Dans certains champs de son activité, néanmoins, en particulier dans ses relations avec les entreprises, l'expertise de l'administration est soumise au défi de la complexité et du caractère changeant de la vie des affaires.
Le dernier guide de l'évaluation, publié par l'administration fiscale, conçu pour apporter une aide aux services en matière de valorisation d'entreprises, date de 1982 . En cours de refonte, afin de prendre en compte l'évolution de la vie économique et financière, d'adapter et moderniser ses méthodes d'évaluation, ce guide souligne la nécessité d'un dialogue approfondi entre l'usager et la direction générale des impôts.

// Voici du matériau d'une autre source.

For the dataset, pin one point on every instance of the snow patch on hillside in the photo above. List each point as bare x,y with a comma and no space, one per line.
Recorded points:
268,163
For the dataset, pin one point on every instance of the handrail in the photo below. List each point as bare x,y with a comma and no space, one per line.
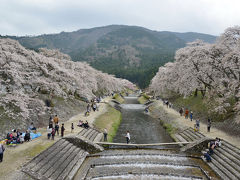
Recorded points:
154,144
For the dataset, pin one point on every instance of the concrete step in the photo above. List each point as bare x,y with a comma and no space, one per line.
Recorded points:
79,161
98,138
199,134
228,156
180,138
90,133
217,170
46,159
223,169
93,136
230,151
141,159
232,147
42,155
145,177
71,164
83,132
194,134
51,162
185,137
81,129
225,163
137,168
64,162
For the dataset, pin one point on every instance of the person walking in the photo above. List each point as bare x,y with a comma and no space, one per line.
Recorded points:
181,111
186,114
198,124
62,130
191,115
105,134
2,149
72,128
57,129
209,124
53,133
128,137
49,131
55,119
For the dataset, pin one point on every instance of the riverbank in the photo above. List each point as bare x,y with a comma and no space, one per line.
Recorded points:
172,117
16,157
110,120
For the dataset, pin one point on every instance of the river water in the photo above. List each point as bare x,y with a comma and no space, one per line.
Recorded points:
143,128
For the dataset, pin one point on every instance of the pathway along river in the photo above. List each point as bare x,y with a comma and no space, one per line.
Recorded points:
143,128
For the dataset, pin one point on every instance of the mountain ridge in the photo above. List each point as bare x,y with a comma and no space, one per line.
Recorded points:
130,52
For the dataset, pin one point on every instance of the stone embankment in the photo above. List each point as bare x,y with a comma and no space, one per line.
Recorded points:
142,164
226,158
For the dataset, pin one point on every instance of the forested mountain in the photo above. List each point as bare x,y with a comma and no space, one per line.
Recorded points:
130,52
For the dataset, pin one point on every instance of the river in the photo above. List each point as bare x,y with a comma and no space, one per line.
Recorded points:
143,128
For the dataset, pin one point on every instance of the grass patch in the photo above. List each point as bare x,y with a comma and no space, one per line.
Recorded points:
118,98
109,120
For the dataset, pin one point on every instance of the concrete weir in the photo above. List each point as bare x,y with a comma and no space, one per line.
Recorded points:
82,156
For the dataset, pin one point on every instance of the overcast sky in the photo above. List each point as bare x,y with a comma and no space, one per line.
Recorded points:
34,17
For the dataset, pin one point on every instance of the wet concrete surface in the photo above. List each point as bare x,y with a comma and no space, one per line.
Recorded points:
143,128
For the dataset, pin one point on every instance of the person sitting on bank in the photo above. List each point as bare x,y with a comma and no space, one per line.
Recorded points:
105,134
27,136
85,125
207,156
80,123
128,137
32,128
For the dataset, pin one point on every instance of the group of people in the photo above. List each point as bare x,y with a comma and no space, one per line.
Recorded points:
53,127
18,137
187,115
211,146
93,105
167,103
82,124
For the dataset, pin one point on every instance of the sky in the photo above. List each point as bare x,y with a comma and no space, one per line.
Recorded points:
35,17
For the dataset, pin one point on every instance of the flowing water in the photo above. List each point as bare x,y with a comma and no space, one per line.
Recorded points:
143,128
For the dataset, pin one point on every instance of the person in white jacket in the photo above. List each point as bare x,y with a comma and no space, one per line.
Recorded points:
128,137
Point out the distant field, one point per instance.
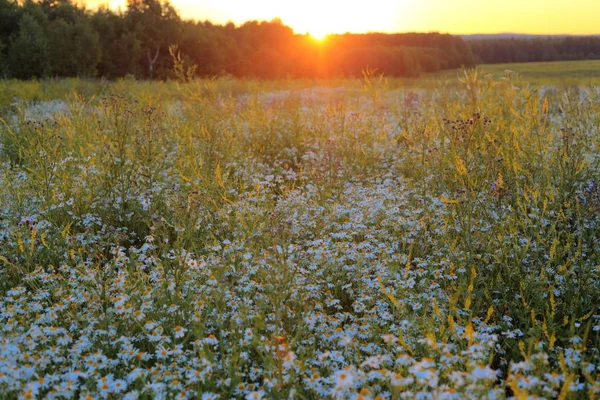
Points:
(562, 72)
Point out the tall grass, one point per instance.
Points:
(373, 239)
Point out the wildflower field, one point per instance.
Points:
(367, 239)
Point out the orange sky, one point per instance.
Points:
(319, 17)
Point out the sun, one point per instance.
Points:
(318, 35)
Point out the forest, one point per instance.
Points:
(58, 38)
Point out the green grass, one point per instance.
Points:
(361, 239)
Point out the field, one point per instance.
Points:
(367, 239)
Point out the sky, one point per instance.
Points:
(319, 17)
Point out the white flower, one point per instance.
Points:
(484, 372)
(180, 331)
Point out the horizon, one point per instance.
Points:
(462, 17)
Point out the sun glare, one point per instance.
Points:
(319, 36)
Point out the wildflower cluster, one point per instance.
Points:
(196, 243)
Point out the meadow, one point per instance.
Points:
(365, 239)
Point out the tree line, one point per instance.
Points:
(58, 38)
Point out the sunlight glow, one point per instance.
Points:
(321, 17)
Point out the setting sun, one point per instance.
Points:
(321, 17)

Dans le cadre d'une politique visant à améliorer les relations entre les contribuables et l'administration fiscale, l'objectif doit être d'inciter les redevables à l'accomplissement volontaire de leurs obligations fiscales et de réduire le champ des contentieux avec les usagers de bonne foi. La transparence doit être de mise dans le travail de liquidation de l'impôt.

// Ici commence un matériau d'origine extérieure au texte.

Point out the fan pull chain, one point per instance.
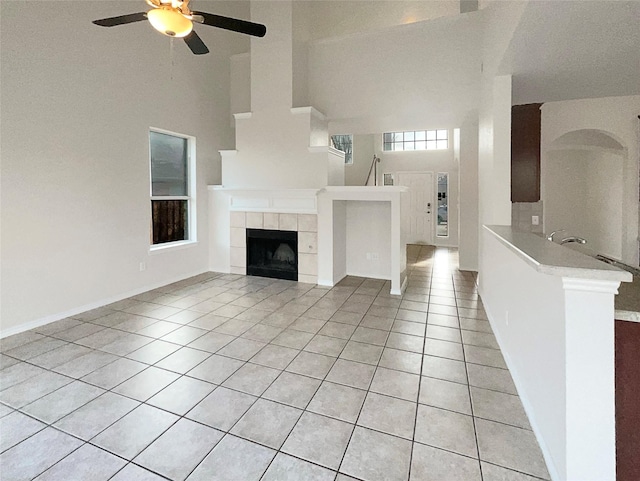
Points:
(171, 57)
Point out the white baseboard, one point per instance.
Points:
(522, 392)
(26, 326)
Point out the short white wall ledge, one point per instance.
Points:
(552, 312)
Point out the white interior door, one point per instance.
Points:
(418, 208)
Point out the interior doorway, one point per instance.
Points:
(418, 208)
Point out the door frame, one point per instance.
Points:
(434, 188)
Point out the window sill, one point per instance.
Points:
(171, 246)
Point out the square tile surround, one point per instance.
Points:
(305, 224)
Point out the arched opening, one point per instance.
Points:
(584, 189)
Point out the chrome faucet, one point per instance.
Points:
(550, 236)
(579, 240)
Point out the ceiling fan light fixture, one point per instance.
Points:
(170, 22)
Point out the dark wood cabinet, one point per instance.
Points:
(525, 153)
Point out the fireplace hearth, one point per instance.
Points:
(272, 253)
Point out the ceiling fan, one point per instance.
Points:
(174, 19)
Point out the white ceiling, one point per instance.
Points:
(565, 50)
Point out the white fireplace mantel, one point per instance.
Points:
(346, 219)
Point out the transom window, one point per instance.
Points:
(172, 191)
(416, 140)
(344, 142)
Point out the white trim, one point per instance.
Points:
(171, 246)
(92, 305)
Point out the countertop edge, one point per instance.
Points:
(631, 316)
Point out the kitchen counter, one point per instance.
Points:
(553, 259)
(627, 302)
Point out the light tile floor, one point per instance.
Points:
(227, 377)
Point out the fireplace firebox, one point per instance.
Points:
(272, 253)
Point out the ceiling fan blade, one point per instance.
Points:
(195, 43)
(121, 20)
(233, 24)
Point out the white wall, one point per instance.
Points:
(400, 78)
(617, 116)
(368, 233)
(76, 110)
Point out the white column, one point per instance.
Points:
(590, 379)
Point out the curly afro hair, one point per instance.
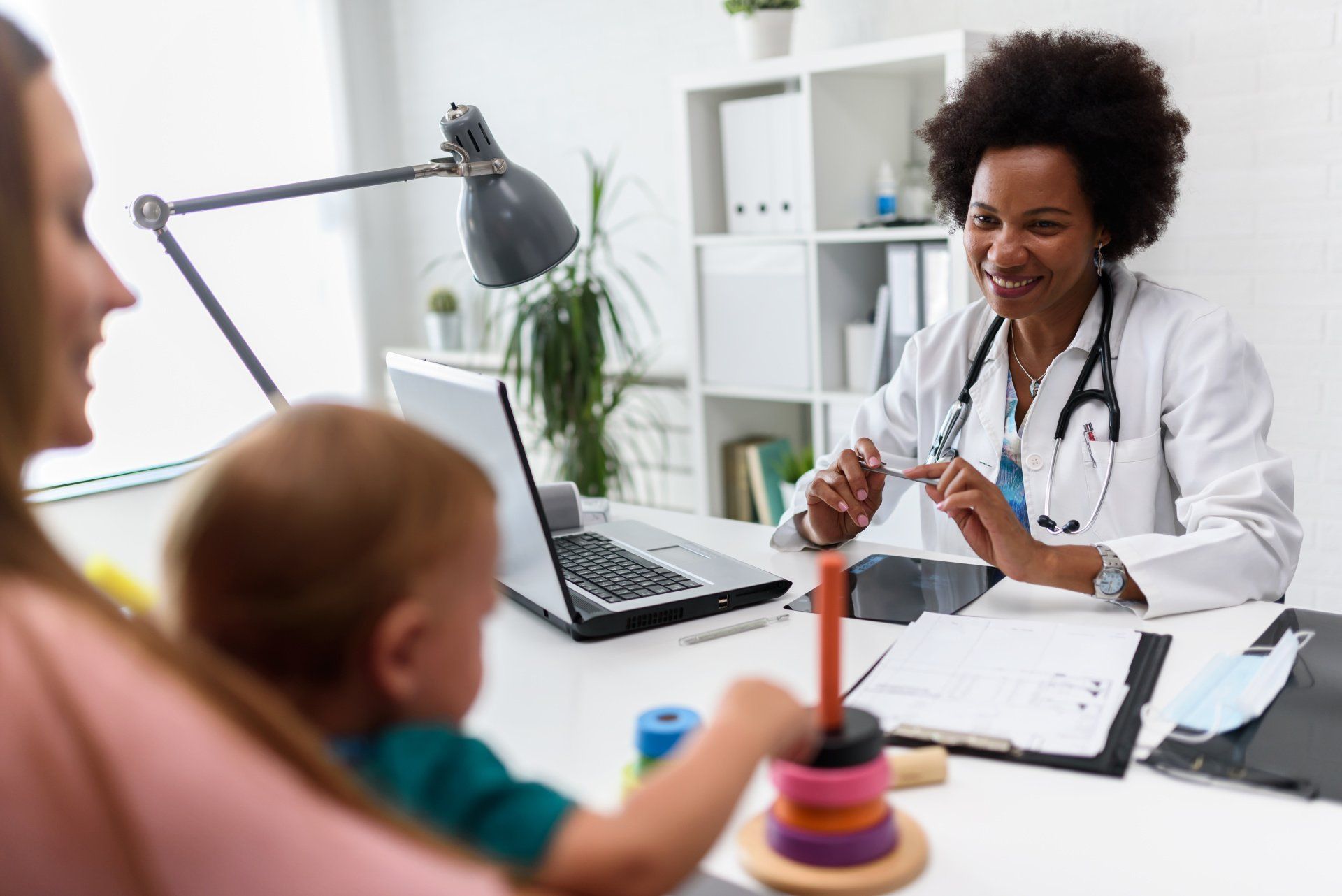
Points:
(1098, 97)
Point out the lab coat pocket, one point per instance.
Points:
(1130, 500)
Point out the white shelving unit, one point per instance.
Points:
(860, 105)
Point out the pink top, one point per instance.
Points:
(211, 812)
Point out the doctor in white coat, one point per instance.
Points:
(1059, 156)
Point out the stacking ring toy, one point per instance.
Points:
(831, 851)
(831, 788)
(844, 820)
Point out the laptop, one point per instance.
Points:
(589, 581)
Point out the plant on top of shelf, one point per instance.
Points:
(442, 301)
(567, 328)
(443, 324)
(746, 7)
(764, 27)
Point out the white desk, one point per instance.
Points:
(564, 711)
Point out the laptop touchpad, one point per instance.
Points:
(679, 556)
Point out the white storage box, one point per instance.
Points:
(755, 329)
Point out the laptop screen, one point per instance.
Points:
(471, 414)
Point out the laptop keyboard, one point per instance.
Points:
(596, 565)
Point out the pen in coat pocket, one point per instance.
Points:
(1090, 436)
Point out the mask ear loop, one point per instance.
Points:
(1301, 637)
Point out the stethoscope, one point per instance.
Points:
(1099, 353)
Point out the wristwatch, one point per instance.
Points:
(1113, 576)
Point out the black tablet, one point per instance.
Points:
(897, 589)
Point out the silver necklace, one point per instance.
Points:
(1034, 382)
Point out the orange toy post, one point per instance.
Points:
(832, 580)
(831, 830)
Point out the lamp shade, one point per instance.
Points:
(513, 226)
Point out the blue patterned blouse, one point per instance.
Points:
(1009, 477)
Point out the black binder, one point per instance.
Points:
(1113, 760)
(1295, 746)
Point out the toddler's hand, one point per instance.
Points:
(788, 729)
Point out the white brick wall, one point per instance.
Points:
(1259, 80)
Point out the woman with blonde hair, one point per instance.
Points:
(128, 765)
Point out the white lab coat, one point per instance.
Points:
(1199, 509)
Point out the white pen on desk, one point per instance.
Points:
(735, 630)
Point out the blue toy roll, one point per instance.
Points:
(659, 730)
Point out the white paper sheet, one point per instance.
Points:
(1041, 686)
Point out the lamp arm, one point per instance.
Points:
(222, 319)
(152, 212)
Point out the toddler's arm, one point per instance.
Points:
(669, 824)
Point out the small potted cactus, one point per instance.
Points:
(443, 321)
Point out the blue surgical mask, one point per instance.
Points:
(1234, 690)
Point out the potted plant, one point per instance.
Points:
(570, 350)
(443, 321)
(764, 27)
(792, 467)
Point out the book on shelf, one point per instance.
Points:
(736, 479)
(767, 459)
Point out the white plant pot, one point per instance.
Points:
(764, 33)
(445, 331)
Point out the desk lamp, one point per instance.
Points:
(513, 226)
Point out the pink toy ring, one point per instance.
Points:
(831, 788)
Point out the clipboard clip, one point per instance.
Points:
(956, 739)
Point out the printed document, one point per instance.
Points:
(1041, 686)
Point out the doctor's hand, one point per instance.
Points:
(983, 515)
(843, 498)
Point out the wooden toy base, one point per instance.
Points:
(881, 876)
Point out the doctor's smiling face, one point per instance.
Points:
(1030, 233)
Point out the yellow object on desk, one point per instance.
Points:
(917, 767)
(120, 585)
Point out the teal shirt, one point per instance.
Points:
(1011, 479)
(458, 786)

Afin d'apporter une plus grande sécurité juridique au contribuable et d'harmoniser les pratiques d'évaluation des services fiscaux, une amélioration de l'expertise de l'administration fiscale dans le champ économique est nécessaire. Elle peut s'appuyer, d'une part, sur une relation de loyauté entre l'administration et l'usager , à travers la procédure du rescrit. Elle doit désormais pouvoir s'appuyer, d'autre part, sur un éclairage extérieur . Les méthodes d'appréciation de la réalité de la vie des entreprises sont en effet multiples et varient selon les secteurs d'activité.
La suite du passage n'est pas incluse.